Every day brings new confirmation that the alliance that staunchly supported the U.S.-led bombing of Iraq in 1991 and the subsequent freeing of Kuwait from Iraqi occupation has disintegrated. Most of the Middle East partners in the Persian Gulf War are now pressing for a peaceful outcome of the present crisis.

The defense minister of the United Arab Emirates, Mohammed bin Rashid Maktum, said, "We do not agree to attack Iraq" because of possible civilian casualties.

Saudi Arabia's defense minister, Prince Sultan, reiterated his government's refusal to let American planes use Saudi bases to launch air raids.

Here, Jordanian officials repeatedly expressed hope that bombing will not be necessary. Jordan has a complex relationship with Iraq: It depends on its ostracized neighbor for oil supplies. Today, the Jordanians signed a $225 million barter deal with Iraq, under which it will trade soap, cooking oil and other household goods for fuel.

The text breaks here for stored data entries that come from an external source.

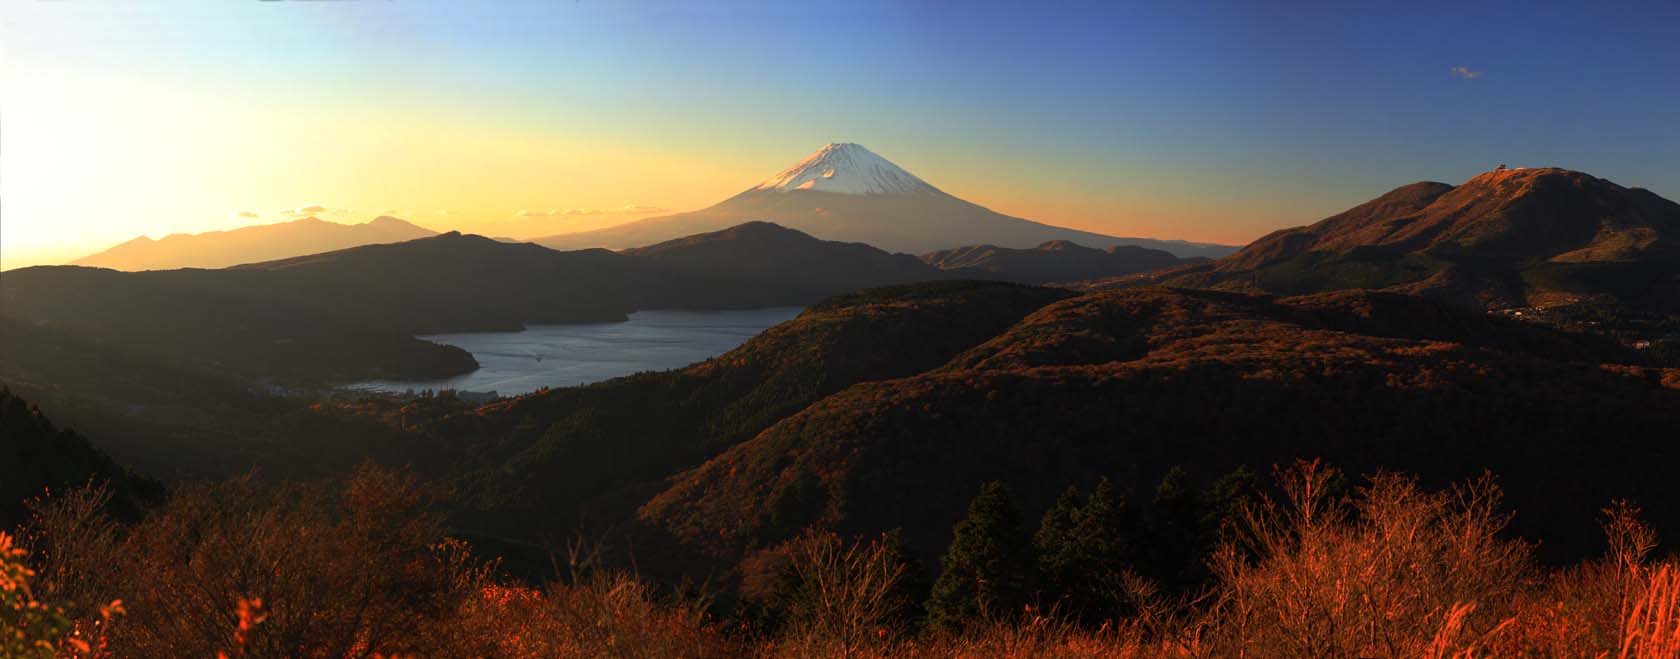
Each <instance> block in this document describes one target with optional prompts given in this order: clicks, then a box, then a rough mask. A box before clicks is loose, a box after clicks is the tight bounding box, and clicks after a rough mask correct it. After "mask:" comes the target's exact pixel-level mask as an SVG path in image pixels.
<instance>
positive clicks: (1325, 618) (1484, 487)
mask: <svg viewBox="0 0 1680 659" xmlns="http://www.w3.org/2000/svg"><path fill="white" fill-rule="evenodd" d="M1332 479H1334V472H1332V471H1329V469H1326V467H1322V466H1319V464H1315V462H1302V464H1297V466H1295V467H1292V469H1287V471H1284V472H1280V484H1282V493H1284V496H1282V498H1280V499H1278V501H1267V503H1262V504H1258V506H1253V508H1252V509H1250V511H1248V513H1247V516H1245V518H1243V519H1245V523H1243V531H1245V533H1238V535H1235V536H1233V540H1231V541H1230V543H1228V545H1226V546H1225V548H1223V550H1221V551H1220V553H1218V555H1216V556H1213V558H1211V565H1213V567H1215V575H1216V580H1215V583H1213V585H1211V587H1210V590H1208V592H1205V593H1201V597H1194V598H1188V600H1184V602H1179V604H1178V605H1176V607H1173V605H1151V607H1141V614H1139V615H1136V617H1131V619H1126V620H1110V622H1107V624H1104V625H1102V627H1099V629H1090V627H1082V625H1079V624H1075V622H1070V620H1067V619H1065V617H1062V615H1055V614H1053V612H1038V610H1028V612H1026V615H1021V617H1018V619H1016V620H1015V622H990V624H978V625H973V627H971V629H968V630H964V632H963V634H956V635H921V637H919V635H914V634H911V630H909V629H906V627H904V620H900V619H899V617H902V615H904V614H902V609H900V604H902V602H895V600H894V597H899V595H895V593H894V588H895V587H897V585H899V583H900V578H902V573H904V567H902V565H897V563H895V561H894V560H892V558H890V555H889V551H887V548H885V543H884V541H880V540H875V541H847V540H843V538H838V536H835V535H828V533H808V535H805V536H803V538H800V540H798V541H795V543H790V545H788V546H786V558H788V567H790V568H791V570H793V572H795V573H796V575H798V582H800V583H801V585H800V597H798V598H795V600H793V607H791V609H790V614H788V625H786V627H785V629H783V630H780V632H778V634H773V635H769V637H738V635H732V634H729V632H726V629H724V625H721V624H717V622H716V620H712V619H711V617H709V614H707V600H704V598H696V597H684V595H677V593H670V592H664V590H659V588H655V587H654V585H650V583H647V582H642V580H638V578H635V577H633V575H628V573H618V572H610V570H591V568H583V570H576V572H575V573H573V575H571V577H570V578H566V580H563V582H556V583H551V585H548V587H543V588H531V587H519V585H509V583H506V582H502V580H499V578H497V570H496V565H486V563H482V561H479V560H475V558H474V556H472V553H470V550H469V548H467V546H465V545H462V543H459V541H452V540H447V538H445V536H442V531H440V528H438V526H437V521H435V519H433V518H432V516H430V514H428V513H425V506H422V501H423V496H422V494H420V491H418V489H415V488H413V484H412V482H408V481H407V479H403V477H400V476H396V474H388V472H378V471H368V472H363V474H361V476H358V477H356V479H354V481H351V482H349V484H348V486H344V488H297V486H259V484H255V482H252V481H249V479H240V481H232V482H225V484H218V486H203V488H198V489H195V488H186V489H183V491H181V493H176V494H175V498H171V501H170V503H168V504H165V508H161V509H160V511H155V513H153V514H151V516H148V518H146V519H144V521H141V523H139V525H134V526H131V528H123V526H118V525H114V523H111V521H109V519H108V518H104V516H102V514H101V513H99V504H101V501H102V493H99V491H84V493H79V494H74V496H60V498H59V499H57V501H54V503H50V504H49V506H47V508H44V509H42V511H40V514H39V519H37V525H35V526H34V528H32V536H30V538H32V543H30V550H32V565H34V567H35V570H29V568H24V567H20V565H22V563H17V558H20V553H18V551H17V550H10V551H7V553H5V556H8V560H12V561H13V563H12V568H8V570H10V572H8V575H10V577H8V583H12V587H10V588H12V590H10V592H12V593H25V595H27V597H22V598H20V597H12V598H8V600H7V602H24V600H27V602H35V600H37V598H39V600H42V602H39V604H35V605H37V607H47V610H62V612H64V615H62V617H64V620H60V622H57V624H49V625H42V624H35V622H32V624H30V625H32V627H27V629H30V630H25V634H37V635H40V634H49V632H50V634H52V635H50V637H22V639H20V641H18V642H22V646H8V647H32V649H35V654H40V656H228V657H235V656H252V657H255V656H312V657H338V656H482V657H732V656H758V657H1280V656H1299V657H1356V656H1384V657H1440V659H1445V657H1455V659H1475V657H1505V656H1525V657H1583V656H1584V657H1621V659H1656V657H1665V659H1673V657H1680V561H1677V560H1675V558H1667V560H1653V558H1651V555H1653V550H1655V548H1656V535H1655V533H1653V531H1651V530H1650V528H1648V526H1645V525H1643V523H1641V521H1640V516H1638V509H1636V508H1633V506H1628V504H1616V506H1613V508H1609V509H1608V511H1606V518H1604V531H1606V536H1608V540H1609V551H1608V553H1606V556H1604V558H1601V560H1593V561H1588V563H1583V565H1578V567H1571V568H1564V570H1541V568H1537V567H1534V563H1532V561H1530V558H1529V548H1527V545H1524V543H1520V541H1512V540H1507V538H1502V535H1500V531H1502V528H1504V523H1505V514H1504V513H1502V511H1500V508H1499V489H1497V486H1495V484H1494V481H1492V479H1490V477H1483V479H1477V481H1473V482H1468V484H1465V486H1460V488H1455V489H1450V491H1443V493H1431V491H1425V489H1421V488H1418V484H1416V482H1415V481H1413V479H1408V477H1401V476H1393V474H1378V476H1374V477H1369V479H1368V484H1366V486H1364V488H1359V489H1356V491H1354V493H1352V494H1351V496H1346V498H1337V496H1332V494H1331V488H1329V484H1331V482H1332ZM20 588H27V590H20ZM113 600H121V604H119V605H116V607H111V605H106V607H97V609H96V607H77V605H76V602H113ZM18 607H24V605H22V604H18V605H15V607H12V609H8V610H0V614H3V615H0V620H22V615H25V614H27V612H25V610H24V609H18ZM124 610H126V612H124ZM118 614H121V615H118ZM49 622H50V620H49ZM0 627H3V625H0ZM18 629H20V627H18V625H17V624H13V625H12V629H10V632H17V630H18ZM72 630H74V634H72ZM84 632H97V634H84ZM66 634H71V637H79V639H89V641H91V639H96V637H97V642H76V644H69V642H64V639H66Z"/></svg>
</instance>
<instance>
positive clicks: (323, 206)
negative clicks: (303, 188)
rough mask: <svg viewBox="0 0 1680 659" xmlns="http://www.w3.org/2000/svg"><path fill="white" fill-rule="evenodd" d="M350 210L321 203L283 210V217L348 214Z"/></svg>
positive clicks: (317, 203) (312, 203)
mask: <svg viewBox="0 0 1680 659" xmlns="http://www.w3.org/2000/svg"><path fill="white" fill-rule="evenodd" d="M348 212H349V208H328V207H326V205H321V203H309V205H301V207H297V208H286V210H281V215H318V214H348Z"/></svg>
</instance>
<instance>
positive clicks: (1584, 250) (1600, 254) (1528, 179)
mask: <svg viewBox="0 0 1680 659" xmlns="http://www.w3.org/2000/svg"><path fill="white" fill-rule="evenodd" d="M1141 284H1166V286H1188V287H1211V289H1225V291H1250V293H1273V294H1305V293H1319V291H1337V289H1352V287H1369V289H1389V291H1398V293H1411V294H1420V296H1426V298H1435V299H1445V301H1452V303H1455V304H1463V306H1472V308H1482V309H1509V308H1529V306H1559V304H1578V303H1593V304H1599V303H1604V304H1613V306H1620V308H1626V309H1635V311H1651V313H1668V314H1672V313H1680V203H1675V202H1670V200H1667V198H1662V197H1658V195H1656V193H1653V192H1650V190H1645V188H1626V187H1621V185H1616V183H1613V182H1608V180H1603V178H1598V177H1593V175H1588V173H1583V171H1572V170H1564V168H1517V170H1494V171H1485V173H1480V175H1475V177H1472V178H1470V180H1467V182H1463V183H1460V185H1446V183H1433V182H1425V183H1411V185H1404V187H1399V188H1394V190H1391V192H1388V193H1384V195H1379V197H1376V198H1373V200H1371V202H1366V203H1361V205H1356V207H1352V208H1349V210H1344V212H1341V214H1336V215H1331V217H1327V219H1324V220H1319V222H1315V224H1312V225H1304V227H1294V229H1284V230H1277V232H1272V234H1268V235H1265V237H1262V239H1258V240H1255V242H1253V244H1250V245H1248V247H1243V249H1242V250H1240V252H1236V254H1233V256H1228V257H1225V259H1218V261H1213V262H1208V264H1201V266H1189V267H1176V269H1169V271H1161V272H1154V274H1144V276H1132V277H1114V279H1107V281H1100V279H1099V281H1090V282H1084V284H1080V287H1087V289H1097V287H1114V286H1141Z"/></svg>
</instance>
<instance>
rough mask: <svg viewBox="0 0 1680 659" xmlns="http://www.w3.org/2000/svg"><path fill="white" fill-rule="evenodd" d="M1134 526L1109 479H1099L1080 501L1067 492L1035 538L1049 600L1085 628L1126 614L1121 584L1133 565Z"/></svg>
mask: <svg viewBox="0 0 1680 659" xmlns="http://www.w3.org/2000/svg"><path fill="white" fill-rule="evenodd" d="M1136 528H1137V519H1134V518H1132V516H1131V513H1129V509H1127V506H1126V501H1124V499H1122V498H1121V496H1119V493H1117V489H1116V488H1114V482H1110V481H1109V479H1102V481H1099V482H1097V489H1094V491H1092V493H1090V496H1089V498H1087V499H1085V501H1084V503H1080V501H1079V491H1077V489H1074V488H1068V491H1067V493H1063V494H1062V498H1060V499H1058V501H1057V504H1055V506H1053V508H1050V511H1048V513H1045V518H1043V523H1040V526H1038V535H1037V536H1035V543H1037V546H1038V556H1040V558H1038V565H1040V570H1042V573H1043V583H1045V588H1047V592H1045V595H1047V598H1052V600H1055V602H1057V604H1058V607H1060V609H1062V610H1063V612H1067V614H1070V615H1074V617H1077V619H1080V620H1084V622H1089V624H1099V622H1100V620H1105V619H1114V617H1117V615H1122V614H1126V604H1127V597H1126V592H1124V583H1122V580H1124V573H1126V572H1127V570H1131V568H1132V563H1134V555H1132V536H1134V535H1136Z"/></svg>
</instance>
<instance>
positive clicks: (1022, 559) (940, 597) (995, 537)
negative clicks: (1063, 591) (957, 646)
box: [927, 481, 1035, 632]
mask: <svg viewBox="0 0 1680 659" xmlns="http://www.w3.org/2000/svg"><path fill="white" fill-rule="evenodd" d="M1033 570H1035V560H1033V548H1032V540H1030V538H1028V536H1026V531H1023V530H1021V513H1020V509H1016V508H1015V503H1013V501H1011V498H1010V488H1008V486H1006V484H1003V482H1001V481H995V482H988V484H986V486H984V488H981V491H979V496H976V498H974V501H971V503H969V504H968V518H964V519H963V521H959V523H958V525H956V528H954V530H953V538H951V546H949V548H948V550H946V555H944V556H942V558H941V560H939V578H937V580H936V582H934V588H932V595H931V597H929V598H927V625H929V629H934V630H946V632H954V630H959V629H963V627H964V625H968V624H971V622H976V620H983V619H1005V617H1010V615H1015V614H1016V612H1020V610H1021V609H1023V607H1025V605H1026V604H1028V597H1030V592H1032V583H1033Z"/></svg>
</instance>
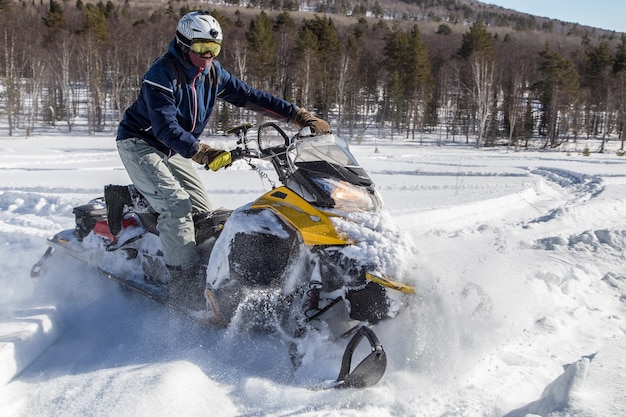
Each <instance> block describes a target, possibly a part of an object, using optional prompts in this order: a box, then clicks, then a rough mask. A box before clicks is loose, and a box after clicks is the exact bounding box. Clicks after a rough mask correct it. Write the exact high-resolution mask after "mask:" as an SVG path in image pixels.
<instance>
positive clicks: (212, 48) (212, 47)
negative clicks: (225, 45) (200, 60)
mask: <svg viewBox="0 0 626 417" xmlns="http://www.w3.org/2000/svg"><path fill="white" fill-rule="evenodd" d="M190 49H191V50H192V51H193V52H195V53H196V54H198V55H200V56H201V57H204V56H206V55H207V54H210V55H211V56H212V57H216V56H217V54H219V53H220V50H221V49H222V46H221V45H220V44H219V43H217V42H215V41H210V40H206V39H194V40H193V41H192V42H191V47H190Z"/></svg>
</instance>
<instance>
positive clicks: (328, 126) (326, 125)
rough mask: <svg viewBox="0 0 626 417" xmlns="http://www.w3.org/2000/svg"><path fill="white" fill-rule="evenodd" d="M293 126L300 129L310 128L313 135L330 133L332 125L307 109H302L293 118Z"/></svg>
mask: <svg viewBox="0 0 626 417" xmlns="http://www.w3.org/2000/svg"><path fill="white" fill-rule="evenodd" d="M293 124H294V125H296V126H297V127H298V128H299V129H302V128H303V127H307V126H308V127H310V128H311V132H313V133H330V132H331V130H330V125H329V124H328V122H327V121H326V120H324V119H320V118H317V117H315V116H313V114H311V112H310V111H308V110H307V109H303V108H301V109H300V110H298V113H296V115H295V116H294V117H293Z"/></svg>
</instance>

Jordan is exempt from U.N. prohibitions on trade with Iraq. The arid kingdom has been cut off from its main supplier, Saudi Arabia, since the Gulf War because King Hussein did not wholeheartedly condemn Iraq's invasion of Kuwait. Iraq also offers Jordan more favorable prices than Persian Gulf states that might also be willing to fill its fuel needs.